К вечеру, когда начинала спадать жара, тифлисцы тянулись в эти сады. Кто побогаче — на извозчиках, а кто победнее — пешком.
…Что ждало тифлисца в этих садах? Прохлада, легкий чад баранины, пение, танцы, азартная игра в лото и красивые огрубевшие женщины.
Особенно привлекала прохлада под сенью чинар и шелковиц. Трудно было понять, как она удержалась, когда весь Тифлис лежал рядом в жаркой котловине, в кольце нагретых гор, и даже страшно было смотреть на него с окрестных высот. Казалось, что Тифлис дымится от накала и вот-вот вспыхнет исполинским костром.
Может быть, этой прохладой тянуло от фонтанов или в сады осторожно проникало дуновение горных снегов. В городе можно было дышать только перед рассветом, когда дома немного остывали за ночь. Но стоило солнцу подняться из Кахетии — и изнурительный жар сейчас же заливал улицы».
И где-то там, совсем рядом, было это шумное, веселое место — восточный базар, который мы знаем по спектаклю «Ханума», — «бесконечный и беспечный, шумный вечный наш Авлабар…». Место, слишком экзотическое для запада, но необычайно характерное для востока, откуда поэты и художники старого Тифлиса умели извлечь особую ноту…
В Тифлисе Александр Андреевич начал преподавать в Закавказском институте путей сообщения и вскоре стал профессором и заведующим кафедрой. Тамара Григорьевна по-прежнему занималась воспитанием сына, обучая его всему в домашних условиях. Было очень трудно, но мать приложила все силы, чтобы Георгий получил настоящее образование. Лишь в 1925 году, по рассказу Нателы Александровны, она решилась отдать мальчика в школу (в автобиографии Товстоногов пишет: «В 1921 году поступил в школу…». Снова загадка?) — в немецкую гимназию (официально называвшуюся 107-й трудовой школой), где все предметы преподавались на немецком, а основной массой учащихся были дети из немецких семей. Когда Тамара Григорьевна привела Гогу в гимназию, учителя выразили сомнение в том, что мальчик, не знающий языка, сможет учиться в пятом классе, но она уговорила директора попробовать и пообещала: «Если не получится, я через месяц заберу его».
Удивительно, но у этого домашнего ребенка оказалась способность быстро заводить приятелей. Вскоре появились друзья, а немецкий начал усваиваться как-то сам по себе — ведь на этом языке дети общались между собой.
В своих воспоминаниях, публиковавшихся в газете «Экран и сцена», актриса БДТ Зинаида Шарко напишет после смерти режиссера: «Как мы гордились своим худруком и даже, если хотите, страной, когда “наш” говорил с Жан-Поль Сартром на чистом французском языке, а с Генрихом Бёллем — на чистом немецком».

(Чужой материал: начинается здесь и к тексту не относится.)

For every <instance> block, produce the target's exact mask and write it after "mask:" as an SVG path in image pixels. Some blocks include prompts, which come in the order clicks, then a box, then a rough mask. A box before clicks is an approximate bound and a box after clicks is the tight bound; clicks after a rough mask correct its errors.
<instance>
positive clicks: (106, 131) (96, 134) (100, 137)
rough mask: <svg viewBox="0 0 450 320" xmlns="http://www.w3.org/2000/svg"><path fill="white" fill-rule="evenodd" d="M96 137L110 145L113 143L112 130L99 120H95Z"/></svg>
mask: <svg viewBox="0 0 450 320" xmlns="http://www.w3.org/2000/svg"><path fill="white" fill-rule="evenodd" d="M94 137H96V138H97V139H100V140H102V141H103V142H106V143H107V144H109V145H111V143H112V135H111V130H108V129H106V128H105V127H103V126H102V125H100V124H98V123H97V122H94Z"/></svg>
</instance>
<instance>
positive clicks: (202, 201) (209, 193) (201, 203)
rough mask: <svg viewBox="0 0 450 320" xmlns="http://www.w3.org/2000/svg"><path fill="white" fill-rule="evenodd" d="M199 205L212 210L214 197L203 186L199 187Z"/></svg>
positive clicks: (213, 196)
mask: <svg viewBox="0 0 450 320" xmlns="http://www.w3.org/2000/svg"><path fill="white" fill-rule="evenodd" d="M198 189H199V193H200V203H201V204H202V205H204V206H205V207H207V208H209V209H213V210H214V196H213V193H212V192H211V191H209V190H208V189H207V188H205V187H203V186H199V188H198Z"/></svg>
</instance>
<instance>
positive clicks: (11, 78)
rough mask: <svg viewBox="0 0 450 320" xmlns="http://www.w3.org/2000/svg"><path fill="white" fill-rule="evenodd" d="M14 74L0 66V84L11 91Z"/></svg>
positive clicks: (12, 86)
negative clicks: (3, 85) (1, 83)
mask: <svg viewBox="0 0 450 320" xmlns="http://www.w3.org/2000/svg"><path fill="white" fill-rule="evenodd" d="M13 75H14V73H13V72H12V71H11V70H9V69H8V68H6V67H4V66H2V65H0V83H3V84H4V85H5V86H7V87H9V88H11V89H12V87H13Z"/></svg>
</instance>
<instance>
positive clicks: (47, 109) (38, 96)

Еще бы не гордиться! Ведь в те годы вожди Советского Союза изъяснялись на своем родном языке с очевидными затруднениями!..
А еще был в этой замечательной школе драмкружок. «Первый школьный спектакль с участием Товстоногова, — пишет Юрий Рыбаков, — “Перископ с правого борта”, был сыгран в ноябре 1930 года (автора пьесы установить не удалось). Это самый первый выход будущего режиссера на сцену. В школьном театре он был не последним человеком: его имя — в списке членов совета драмкружка».
В 1926 году в семье Товстоноговых родилась дочь Натела — Додо, как звали и до сих пор зовут ее близкие. Одиннадцатилетний Гога, по рассказам Нателы Александровны со слов матери, не был в восторге от появления в доме маленького существа, с которым он должен был отныне делить родительскую любовь. Но постепенно к малышке возник интерес, который затем превратился в своеобразную заботу о ее образовании (старший брат много читал Додо, потом начал контролировать ее чтение, заставив пятилетнюю сестру прочитать «Без языка» В. Г. Короленко). Гога и Натела обсуждали прочитанное, так возник контакт, переросший вскоре сначала в дружбу, а потом в ту нежную и верную любовь, которая не позволяла брату и сестре расставаться надолго.